Our results showed that approximately 80% of the included studies reported the type and the number of operators; whereas their experience, training, gender and age were underreported. To ensure the practitioner-related EAs, it should be recommended that each operator performs the same number of treatments in both experimental and sham intervention; it is advisable to provide training for the practitioners, aimed not only at a homogeneous execution of experimental and sham techniques but also at defining verbal and nonverbal communication with the patient. A useful and valid tool to control for these variables in MT could be the TIDieR checklist [86], as suggested by Alvarez et al. [23].

Training in performing the sham technique is fundamental. The operator should pay attention to avoid any specificity in sham treatments. Sham procedures should be tailored to the therapeutic approach or technique it mimics, as some researchers have already done [30, 61].

86 studies declared to have a double-blind design, borrowing the expression from pharmacological research, in which “both sides” of treatment administration (i.e., patient and clinician) do not know whether the active principle is present in a given drug. On the contrary, in MT scenario, it is impossible to blind who administers the treatment. So, if a second person is blinded (e.g., data analyst, data collector, or outcome assessor) the expression “dual blind” should be preferred [87]).

There are many factors to consider when planning an mtRCT and a large number of tools available to do so. The evidence-based panorama is vast and can be dispersive, even more so in the absence of clear guidelines. It would be useful and efficient to unify the existing tools in a comprehensive, shared and specific checklist for MT. This would offer a structured step-by-step guide giving researchers the possibility to improve the areas that need adjustments, and thus increasing the likelihood of obtaining valid, generalisable and robust results.

Limitations

We acknowledge some limitations. Firstly, despite the effort to identify all relevant literature, the search strategy may have left out some studies. Secondly, we did not take into account some EA items that may influence the placebo response and should be taken into consideration when planning a sham therapy.
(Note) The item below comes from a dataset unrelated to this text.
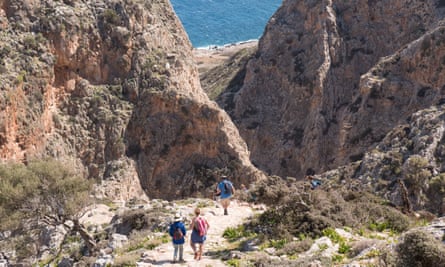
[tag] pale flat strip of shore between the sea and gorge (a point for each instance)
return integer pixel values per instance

Particularly the operators’ empathy [88], the characteristics of the interaction between operators and participants (both verbal [51]) and nonverbal [31]) that can modify the patient perception of the therapy believability [44], including the eventual training of operator aimed at the style of rapport with the patient, and quality of patient-operator interaction [20, 26] through a satisfaction questionnaire. Finally, although a protocol similar to Cerritelli et al. [16] was followed, an a priori protocol for this methodological review has not been published.

Conclusions

This review showed a moderate quality in the reporting of context-related EA items, potentially because they are primarily included in pre-existent guidelines. In contrast, there is a general lack of attention to the patient- and practitioner- related EAs, that could be controlled through already existing tools. Poor planning and reporting might limit the robustness of the EA, and the validity of the evidence.